The growth of the internet has allowed businesses to publish content of their own, including blogs, pictures and even videos. King says SMEs should think about creating some sort of content on YouTube or similar sites such as a tutorial, and see a fan base grow.
“There are a lot of smaller to medium sized businesses which have really operated with a focus of specifically gearing themselves towards publishing on YouTube, and they really make a go of it – and we give them a global audience to do so.”
But King warns businesses they must be generating useful content, without the appearance of a blatant marketing pitch, and not be scared of entering a new area where they might not have experience.
“As these things become more commonplace, consumers love them, but unfortunately businesses which have been relying on older business models do not. I really think they need to get over that a little bit. Ultimately the consumer is right, and they are going to spend their time the way they spend it.”
“Businesses need to really stay focused on that consumer experience and not get hung up on the comfort of the way things used to be. The more businesses can try and anticipate where things can go as opposed to stopping it, I think that’s the best place to be for them.”
Once upon a time, businesses wouldn’t trust open-source programs in favour of branded, more trustworthy software solutions. But now open-source has given SMEs a way of operating high-end programs without substantial costs.
With popular programs such as Mozilla Thunderbird, Open Office, WordPress and Joomla now gaining notoriety, organisations are beginning to realise open-source programs aren’t just technically inferior rip-offs, but legitimate alternatives.
A number of organisations, including the British Government and the French police force, have openly supported open-source, while Gartner research from late-2008 indicates the majority of businesses in the Asia/Pacific region took up open-source in 2009.
And with the development and popularity of open-source Android operating system continuing to grow, open-source is likely to play a major part in a business’s IT strategy in 2010.
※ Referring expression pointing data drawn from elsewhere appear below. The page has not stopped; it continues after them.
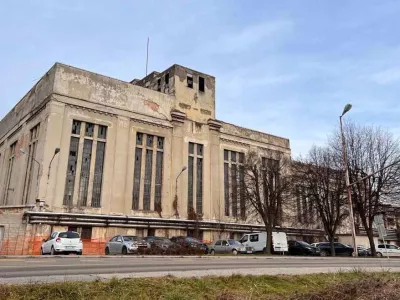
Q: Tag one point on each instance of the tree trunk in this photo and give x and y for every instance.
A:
(371, 241)
(269, 240)
(332, 244)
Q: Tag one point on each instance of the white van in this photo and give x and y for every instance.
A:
(258, 241)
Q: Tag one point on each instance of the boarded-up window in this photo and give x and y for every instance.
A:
(234, 184)
(189, 80)
(136, 178)
(201, 84)
(153, 148)
(9, 188)
(31, 166)
(147, 179)
(71, 171)
(98, 174)
(159, 171)
(85, 172)
(92, 138)
(195, 177)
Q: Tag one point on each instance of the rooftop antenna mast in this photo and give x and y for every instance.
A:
(147, 55)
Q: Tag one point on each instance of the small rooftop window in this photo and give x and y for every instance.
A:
(189, 80)
(201, 84)
(166, 78)
(159, 84)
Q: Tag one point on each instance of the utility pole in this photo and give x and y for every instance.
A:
(348, 186)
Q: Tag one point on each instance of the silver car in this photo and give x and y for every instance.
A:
(125, 244)
(227, 246)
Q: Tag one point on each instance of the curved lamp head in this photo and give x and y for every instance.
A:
(346, 109)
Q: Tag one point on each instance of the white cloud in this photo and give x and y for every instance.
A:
(387, 76)
(250, 36)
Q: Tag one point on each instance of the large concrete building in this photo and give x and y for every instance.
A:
(99, 155)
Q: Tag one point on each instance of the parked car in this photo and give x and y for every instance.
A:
(258, 241)
(190, 242)
(62, 242)
(160, 242)
(387, 250)
(302, 248)
(229, 246)
(125, 244)
(362, 251)
(340, 249)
Two years ago “cloud computing” was viewed by many businesses as a buzzword with no particular meaning, used by tech-heads who didn’t quite know what they were talking about.
Now, using cloud services has become an essential for businesses. Whether they are backing up their data or using a piece of software hosted on external servers, cloud computing is now a part of everyday operations for many SMEs.
Cloud services have branched out into three main categories: applications, also known as software-as-a-service, infrastructure, used for data backups, and internal service providers for businesses with customised apps and programs.
Analyst firm Gartner recently named cloud computing as one of the top strategic technologies for 2010, saying it could be exploited in a number of different ways to customise programs and apps to a particular company’s needs.
“Using cloud resources does not eliminate the costs of IT solutions, but does rearrange some and reduce others. In addition, consuming cloud services enterprises will increasingly act as cloud providers and deliver application, information or business process services to customers and business partners.”